Question

A coil is placed perpendicular to a magnetic field of 5000 T. When the field is changed to 3000 T in 2s, an induced emf of 22 V is produced in the coil. If the diameter of the coil is 0.02 m, then the number of turns in the coil is :

• A. 7
• B. 70
• C. 35
• D. 140

Answer 1

The Correct Option is B

The number of turns in the coil is determined using Faraday's Law of Electromagnetic Induction. This law states that the induced electromotive force (emf), denoted by \(\varepsilon\), in a coil is directly proportional to the rate of change of magnetic flux through it. The governing equation is:

\(\varepsilon = -N \frac{\Delta \Phi}{\Delta t}\)

Here:

• \(\varepsilon\) represents the induced emf.
• \(N\) is the number of turns in the coil.
• \(\Delta \Phi\) signifies the change in magnetic flux.
• \(\Delta t\) is the duration over which the change occurs.

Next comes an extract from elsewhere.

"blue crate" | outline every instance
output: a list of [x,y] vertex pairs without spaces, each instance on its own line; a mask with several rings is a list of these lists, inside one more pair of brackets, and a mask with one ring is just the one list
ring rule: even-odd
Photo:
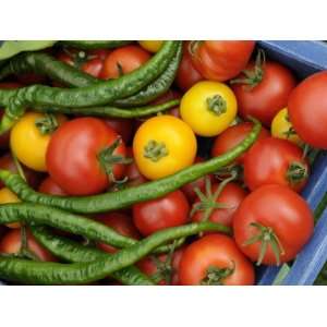
[[[258,41],[267,56],[289,66],[299,80],[317,71],[327,70],[327,44],[322,41]],[[314,210],[327,192],[327,154],[320,154],[302,195]],[[315,227],[314,235],[294,261],[283,284],[313,284],[327,261],[327,210]],[[269,286],[279,267],[261,268],[257,284]],[[4,284],[0,281],[0,284]]]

Magnetic flux (\(\Phi\)) through the coil is calculated as:

\(\Phi = B \cdot A\)

Where:

• \(B\) is the magnetic field strength.
• \(A\) is the area of the coil.

The coil's area is derived from its diameter. Given a diameter \(d = 0.02 \, \text{m}\), the radius is \(r = \frac{d}{2} = 0.01 \, \text{m}\). Consequently, the area is:

\(A = \pi r^2 = \pi (0.01)^2 = 0.0001\pi \, \text{m}^2\)

The change in magnetic field (\(\Delta B\)) is calculated as:

\(\Delta B = B_{\text{final}} - B_{\text{initial}} = 3000 \, \text{T} - 5000 \, \text{T} = -2000 \, \text{T}\)

The change in magnetic flux (\(\Delta \Phi\)) is then:

\(\Delta \Phi = A \cdot \Delta B = 0.0001\pi \cdot (-2000) = -0.2\pi \, \text{Wb}\)

With a time duration \(\Delta t = 2 \, \text{s}\) and an induced emf \(\varepsilon = 22 \, \text{V}\), the equation becomes:

\(22 = -N \cdot \frac{-0.2\pi}{2}\)

Rearranging to solve for \(N\):

\(22 = N \cdot \frac{0.2\pi}{2}\)

\(22 = N \cdot 0.1\pi\)

\(N = \frac{22}{0.1\pi}\)

Upon calculation:

\(N \approx \frac{22}{0.314} \approx 70\)

Therefore, the coil possesses 70 turns.